What surprised me most was that King Joren was even listening to their claims. After all, his own brother had watched his daughter get murdered before his very eyes.

How a king could just put aside the loss of his daughter and ignore the facts was beyond suspicious. A king so willing to listen to the man who had had his daughter slaughtered for show? There had to be more. Even to a girl like me with no knowledge of this sort of thing. Something else was afoot, I just didn’t know what.

Were the Pythians working with the Caltothians? But then why go through all the false efforts to negotiate? Why marry a daughter when she could have been sent to marry the other king’s son in the first place? Why pick the losing side?

Were they working with the rebels? But that wouldn’t make sense either. Caltoth was the one who had been raiding and attacking our border for years. And if they had wanted to rule Jerar our treaty should have been enough—they hadn’t needed to work up from the bottom rung of the rebels to seize control.
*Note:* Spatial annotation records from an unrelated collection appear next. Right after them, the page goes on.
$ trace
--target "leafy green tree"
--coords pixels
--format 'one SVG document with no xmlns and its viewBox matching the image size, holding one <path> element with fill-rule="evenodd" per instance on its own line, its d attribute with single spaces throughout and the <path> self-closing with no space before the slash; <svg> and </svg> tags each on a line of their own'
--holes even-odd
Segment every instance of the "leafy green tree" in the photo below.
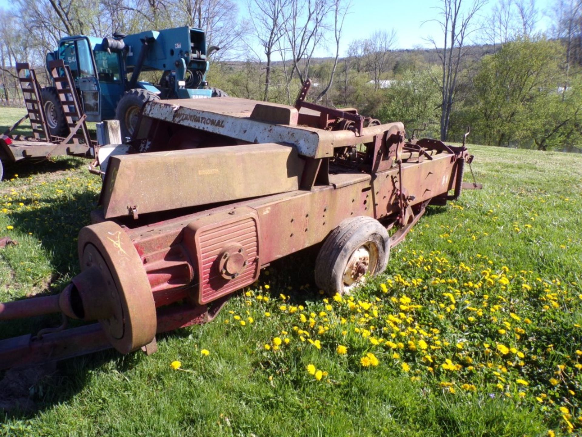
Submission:
<svg viewBox="0 0 582 437">
<path fill-rule="evenodd" d="M 535 144 L 541 149 L 555 146 L 551 136 L 563 135 L 578 114 L 570 107 L 574 93 L 560 91 L 561 53 L 557 42 L 524 38 L 483 58 L 473 78 L 468 111 L 479 140 L 496 146 Z"/>
</svg>

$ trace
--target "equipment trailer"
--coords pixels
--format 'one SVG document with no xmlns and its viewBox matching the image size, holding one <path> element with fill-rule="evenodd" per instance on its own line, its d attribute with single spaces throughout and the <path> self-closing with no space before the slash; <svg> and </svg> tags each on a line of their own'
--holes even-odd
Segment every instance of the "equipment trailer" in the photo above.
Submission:
<svg viewBox="0 0 582 437">
<path fill-rule="evenodd" d="M 80 104 L 70 70 L 61 60 L 52 61 L 49 67 L 57 84 L 59 108 L 66 114 L 65 122 L 69 133 L 66 137 L 51 133 L 36 73 L 28 64 L 17 63 L 16 72 L 27 114 L 0 135 L 0 180 L 3 175 L 3 163 L 43 160 L 57 155 L 94 156 L 97 143 L 89 135 L 85 123 L 87 116 Z M 33 136 L 13 135 L 15 129 L 27 118 Z"/>
<path fill-rule="evenodd" d="M 60 312 L 63 324 L 0 341 L 0 368 L 151 353 L 157 333 L 212 320 L 262 268 L 322 243 L 317 284 L 349 292 L 384 270 L 427 205 L 480 188 L 463 182 L 464 146 L 407 141 L 402 123 L 307 103 L 308 89 L 294 107 L 146 104 L 133 153 L 108 158 L 81 273 L 58 295 L 0 304 L 0 320 Z M 65 329 L 69 318 L 97 323 Z"/>
</svg>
Or was King Joren so shrewd that he could sit upon his throne and deliberate? That he would ignore the facts and pick apart meaningless details to postpone promised aid after our call to war. To claim he sought the truth when he really just sought an escape.
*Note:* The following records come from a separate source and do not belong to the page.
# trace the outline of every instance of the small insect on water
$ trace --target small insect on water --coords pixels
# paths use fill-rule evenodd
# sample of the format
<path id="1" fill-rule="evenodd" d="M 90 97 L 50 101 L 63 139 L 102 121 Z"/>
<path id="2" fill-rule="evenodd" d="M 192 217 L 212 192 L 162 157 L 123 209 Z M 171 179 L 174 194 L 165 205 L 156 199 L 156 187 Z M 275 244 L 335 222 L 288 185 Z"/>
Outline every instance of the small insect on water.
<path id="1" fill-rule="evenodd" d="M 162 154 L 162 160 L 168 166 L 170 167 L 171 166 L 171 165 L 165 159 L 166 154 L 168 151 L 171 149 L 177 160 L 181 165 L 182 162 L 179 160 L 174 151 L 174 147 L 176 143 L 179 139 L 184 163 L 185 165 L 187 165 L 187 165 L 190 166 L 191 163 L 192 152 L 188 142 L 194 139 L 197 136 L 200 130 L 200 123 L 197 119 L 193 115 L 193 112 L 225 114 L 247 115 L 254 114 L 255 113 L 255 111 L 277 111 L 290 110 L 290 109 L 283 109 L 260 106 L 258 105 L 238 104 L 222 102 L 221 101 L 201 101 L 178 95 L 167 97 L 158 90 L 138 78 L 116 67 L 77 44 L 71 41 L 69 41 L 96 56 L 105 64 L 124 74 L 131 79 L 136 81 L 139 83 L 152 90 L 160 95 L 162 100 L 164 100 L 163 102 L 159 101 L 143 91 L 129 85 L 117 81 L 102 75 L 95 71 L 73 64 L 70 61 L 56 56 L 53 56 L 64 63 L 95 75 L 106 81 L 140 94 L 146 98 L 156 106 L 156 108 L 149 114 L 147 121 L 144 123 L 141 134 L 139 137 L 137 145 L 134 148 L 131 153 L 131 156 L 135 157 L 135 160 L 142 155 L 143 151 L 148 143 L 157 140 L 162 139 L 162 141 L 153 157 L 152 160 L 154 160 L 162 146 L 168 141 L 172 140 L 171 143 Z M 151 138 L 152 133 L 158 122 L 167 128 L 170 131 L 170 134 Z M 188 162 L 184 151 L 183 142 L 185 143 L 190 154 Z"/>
Blayne sent two ambassadors to Pythus to plead our case. They would remain in his court as a constant reminder until he honored the New Alliance. An envoy traveled back and forth by ship, a new letter with updates on our progress every month to give us hope. Sooner or later Jerar would receive its promised aid. Our king refused to consider the alternative.

That wasn’t the only change to pass.

Mage Mira was promoted to lead mage in the King’s Regiment. Much to my chagrin she was my direct commander. I had only just come into my new role, and thanks to the Montfort attack she refused to send me even outside the palace gates. My new service was limited to guarding the Council of Magic’s official chamber.

Four of the seven days each week, I spent dawn until dusk securing its entrance, growing more restless with each passing hour. The longer I spent watching Darren and the other two Colored Robes, Karina for Restoration and Yves for Alchemy, come and go for their meetings with Blayne and his new circle of advisors, the more I grew to resent my role, and in some ways myself.

He was better.
It was the first sentence that came to mind when I woke. And it was the last before I went to bed. I hated myself for even thinking it, but every time I grew restless, every time Mira barked at me to stop my complaints, it was there.

If I were just a boy, and you were just a girl…
If that were true I wouldn’t be trapped in the palace. I wouldn’t be “too valuable to send out on missions,” as Mira had sneered. I wouldn’t be serving as a sentry; I would be out doing things. Making a difference. Blayne had promised me as soon as we went to war I would be able to take on a more active duty, and he had made an effort to include me in his war council meetings on my days off… but it wasn’t enough.

In all fairness, the whole of Jerar had grown silent as a front. Rebel attacks had ceased in the south; no more raids to the north. There wasn’t action to be had, anywhere. Every pair of eyes was trained on Caltoth as we waited for good news from King Joren of Pythus.